Parallels Between Rulers and Commoners
Henry V presents a wide range of common citizens. Some scenes
portray the king’s interactions with his subjects—Act IV, scene i, when Henry
moves among his soldiers in disguise, is the most notable of these. The play
also presents a number of mirror scenes, in which the actions of commoners
either parallel or parody the actions of Henry and the nobles. Examples of
mirror scenes include the commoners’ participation at Harfleur in Act III,
scene ii, which echoes Henry’s battle speech in Act III, scene i, as well as
Act II, scene i, where the commoners plan their futures, mirroring the graver
councils of the French and English nobles.
War Imagery
The play uses a number of recurring
metaphors for the violence of war, including images of eating and devouring,
images of fire and combustion, and, oddly, the image of a tennis match.

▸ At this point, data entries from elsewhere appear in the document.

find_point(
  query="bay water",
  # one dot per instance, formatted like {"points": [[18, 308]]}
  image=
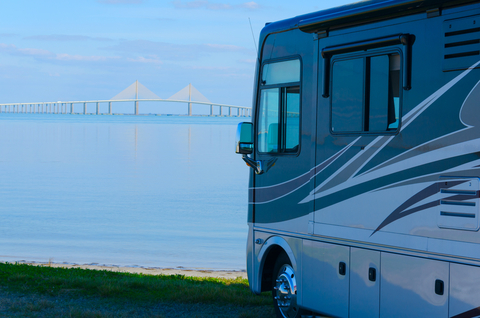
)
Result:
{"points": [[150, 191]]}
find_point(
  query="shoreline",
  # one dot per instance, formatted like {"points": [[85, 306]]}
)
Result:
{"points": [[230, 274]]}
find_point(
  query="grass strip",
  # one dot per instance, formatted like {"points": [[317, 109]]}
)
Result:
{"points": [[128, 287], [127, 291]]}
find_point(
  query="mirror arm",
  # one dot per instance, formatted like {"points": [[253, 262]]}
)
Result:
{"points": [[259, 166]]}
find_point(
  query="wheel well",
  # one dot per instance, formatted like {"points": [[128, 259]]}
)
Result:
{"points": [[267, 272]]}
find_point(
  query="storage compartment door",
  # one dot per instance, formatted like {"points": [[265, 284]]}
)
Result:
{"points": [[364, 283], [325, 278]]}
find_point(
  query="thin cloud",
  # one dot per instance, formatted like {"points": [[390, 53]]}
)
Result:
{"points": [[169, 51], [121, 1], [65, 38], [45, 55], [205, 4], [151, 59]]}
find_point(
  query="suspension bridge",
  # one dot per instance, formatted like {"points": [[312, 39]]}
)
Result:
{"points": [[135, 94]]}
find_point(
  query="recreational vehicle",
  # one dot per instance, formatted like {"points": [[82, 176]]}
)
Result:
{"points": [[365, 154]]}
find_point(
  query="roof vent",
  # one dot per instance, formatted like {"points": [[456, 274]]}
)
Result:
{"points": [[461, 43]]}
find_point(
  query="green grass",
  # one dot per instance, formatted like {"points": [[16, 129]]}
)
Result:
{"points": [[124, 291]]}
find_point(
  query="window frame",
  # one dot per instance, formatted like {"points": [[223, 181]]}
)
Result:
{"points": [[395, 49], [282, 87]]}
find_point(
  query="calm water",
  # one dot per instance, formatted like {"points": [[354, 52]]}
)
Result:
{"points": [[149, 191]]}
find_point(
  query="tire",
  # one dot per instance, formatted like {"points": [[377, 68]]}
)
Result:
{"points": [[284, 289]]}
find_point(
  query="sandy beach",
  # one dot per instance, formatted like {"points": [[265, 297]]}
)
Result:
{"points": [[148, 270]]}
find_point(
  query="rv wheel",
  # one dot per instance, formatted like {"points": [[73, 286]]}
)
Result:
{"points": [[284, 289]]}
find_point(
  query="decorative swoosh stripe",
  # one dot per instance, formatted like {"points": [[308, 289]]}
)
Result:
{"points": [[380, 182], [401, 211], [271, 193]]}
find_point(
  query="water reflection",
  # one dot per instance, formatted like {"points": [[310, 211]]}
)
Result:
{"points": [[79, 189]]}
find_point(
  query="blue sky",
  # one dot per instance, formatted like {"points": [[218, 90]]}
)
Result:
{"points": [[93, 49]]}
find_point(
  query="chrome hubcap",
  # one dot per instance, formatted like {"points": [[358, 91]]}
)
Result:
{"points": [[286, 291]]}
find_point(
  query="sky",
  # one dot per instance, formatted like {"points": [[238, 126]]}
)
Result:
{"points": [[66, 50]]}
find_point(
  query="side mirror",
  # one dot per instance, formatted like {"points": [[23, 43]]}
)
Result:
{"points": [[244, 138]]}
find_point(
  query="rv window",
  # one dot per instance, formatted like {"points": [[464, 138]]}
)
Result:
{"points": [[279, 108], [281, 72], [366, 94]]}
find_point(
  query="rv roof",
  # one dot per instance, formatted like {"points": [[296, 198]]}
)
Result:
{"points": [[360, 13]]}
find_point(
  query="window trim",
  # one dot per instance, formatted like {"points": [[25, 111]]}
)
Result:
{"points": [[280, 86], [364, 55]]}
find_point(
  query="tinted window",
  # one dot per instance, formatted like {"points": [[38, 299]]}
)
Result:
{"points": [[366, 94], [278, 122], [347, 95]]}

All of
this imagery is rooted in aggression: in his rousing speech before the Battle
of Harfleur, for example, Henry urges his men to become savage and predatory
like tigers. Even the tennis balls, the silly gift from the Dauphin to Henry,
play into Henry’s aggressive war rhetoric. He states that the Dauphin’s mocking
renders the tennis balls “gunstones,” or cannonballs, thus transforming them
from frivolous objects of play into deadly weapons of war (I.ii.282).